I think that in Ormolu our general rule is not about the "type of content" but just about the spans: are they single-line or multiline? If you have e.g. a multiline string it'll be treated as a multiline object even though it is just a string and not an expression. I think it's a pretty good principle and it allows us to achieve consistent results without introducing a classification other than single-line/multiline.

If #830 is merged in a near future, we will get the same kind of behaviour with operator chains. If both of these conditions are satisfied:

Then the operators stay on the same line (see your comment here).

So maybe it would make sense to reconsider this issue when #830 is merged to stay consistent?
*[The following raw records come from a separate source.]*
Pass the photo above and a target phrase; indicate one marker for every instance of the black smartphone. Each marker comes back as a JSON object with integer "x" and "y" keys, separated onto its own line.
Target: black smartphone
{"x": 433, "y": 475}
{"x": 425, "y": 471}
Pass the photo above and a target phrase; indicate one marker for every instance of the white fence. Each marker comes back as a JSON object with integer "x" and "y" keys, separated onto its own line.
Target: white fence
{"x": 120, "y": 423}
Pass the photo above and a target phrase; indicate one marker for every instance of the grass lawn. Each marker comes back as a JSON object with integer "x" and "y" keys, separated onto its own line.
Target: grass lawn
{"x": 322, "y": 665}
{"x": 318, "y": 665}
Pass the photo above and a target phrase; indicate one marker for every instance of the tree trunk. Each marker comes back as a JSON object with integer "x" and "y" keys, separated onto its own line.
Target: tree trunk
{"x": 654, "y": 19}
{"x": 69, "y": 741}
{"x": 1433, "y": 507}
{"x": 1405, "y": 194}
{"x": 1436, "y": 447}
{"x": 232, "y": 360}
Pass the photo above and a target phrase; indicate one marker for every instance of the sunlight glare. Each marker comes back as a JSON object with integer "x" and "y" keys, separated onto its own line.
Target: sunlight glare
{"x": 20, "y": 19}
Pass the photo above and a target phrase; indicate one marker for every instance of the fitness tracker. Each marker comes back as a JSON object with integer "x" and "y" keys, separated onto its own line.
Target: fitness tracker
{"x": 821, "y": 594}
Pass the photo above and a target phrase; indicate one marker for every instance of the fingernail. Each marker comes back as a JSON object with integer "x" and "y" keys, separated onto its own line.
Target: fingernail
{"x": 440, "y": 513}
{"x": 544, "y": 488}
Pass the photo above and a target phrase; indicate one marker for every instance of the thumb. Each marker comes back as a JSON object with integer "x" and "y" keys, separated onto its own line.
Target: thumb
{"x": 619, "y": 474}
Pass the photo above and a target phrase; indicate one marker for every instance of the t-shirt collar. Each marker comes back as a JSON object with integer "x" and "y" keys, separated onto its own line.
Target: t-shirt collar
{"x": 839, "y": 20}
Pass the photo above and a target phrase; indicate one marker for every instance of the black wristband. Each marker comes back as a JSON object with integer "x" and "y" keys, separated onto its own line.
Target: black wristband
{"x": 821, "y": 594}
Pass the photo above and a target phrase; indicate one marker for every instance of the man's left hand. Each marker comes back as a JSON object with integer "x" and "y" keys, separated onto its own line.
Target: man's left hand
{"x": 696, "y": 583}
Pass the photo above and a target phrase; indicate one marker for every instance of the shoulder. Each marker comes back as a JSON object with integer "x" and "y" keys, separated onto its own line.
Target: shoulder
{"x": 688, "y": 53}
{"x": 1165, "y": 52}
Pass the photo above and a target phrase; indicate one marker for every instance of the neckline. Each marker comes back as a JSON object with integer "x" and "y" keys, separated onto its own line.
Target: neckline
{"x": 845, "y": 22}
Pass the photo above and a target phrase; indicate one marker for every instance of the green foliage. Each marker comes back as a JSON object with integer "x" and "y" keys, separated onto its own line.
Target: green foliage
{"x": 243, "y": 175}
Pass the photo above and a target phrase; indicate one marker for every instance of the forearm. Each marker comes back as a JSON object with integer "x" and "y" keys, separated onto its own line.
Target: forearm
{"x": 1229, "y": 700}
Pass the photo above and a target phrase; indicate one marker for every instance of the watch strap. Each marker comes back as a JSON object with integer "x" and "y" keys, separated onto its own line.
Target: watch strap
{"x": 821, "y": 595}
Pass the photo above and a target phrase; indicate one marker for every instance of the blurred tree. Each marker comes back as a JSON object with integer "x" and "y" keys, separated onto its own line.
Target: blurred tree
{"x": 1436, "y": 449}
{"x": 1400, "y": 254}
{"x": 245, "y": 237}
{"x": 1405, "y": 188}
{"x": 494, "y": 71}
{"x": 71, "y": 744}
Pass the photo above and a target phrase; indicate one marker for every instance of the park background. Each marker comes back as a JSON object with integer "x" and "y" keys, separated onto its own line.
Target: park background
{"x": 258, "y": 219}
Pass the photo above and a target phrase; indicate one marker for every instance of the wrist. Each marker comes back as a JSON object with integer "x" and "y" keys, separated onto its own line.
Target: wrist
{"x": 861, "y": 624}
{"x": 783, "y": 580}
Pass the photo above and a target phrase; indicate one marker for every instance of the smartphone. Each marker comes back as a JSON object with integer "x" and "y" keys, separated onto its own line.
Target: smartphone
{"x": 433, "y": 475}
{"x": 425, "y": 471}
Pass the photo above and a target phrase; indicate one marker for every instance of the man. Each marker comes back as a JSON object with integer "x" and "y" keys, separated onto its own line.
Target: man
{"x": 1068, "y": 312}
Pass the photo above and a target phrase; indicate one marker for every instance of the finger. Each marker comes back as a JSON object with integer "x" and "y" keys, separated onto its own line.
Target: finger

aryairani commented 2 years ago

Now that #830 is merged, is it time to reconsider this issue?

without introducing a classification other than single-line/multiline.

Perhaps you still wouldn't need a classification other than single-line/multiline; just consider quasi-quotes as single-line.

aryairani commented 2 years ago

FWIW I just noticed that when the final argument to a function is a multi-line lambda, that does not cause the entire function call to be formatted in the multi-line style. Perhaps quasi-quotes could use this same mechanism?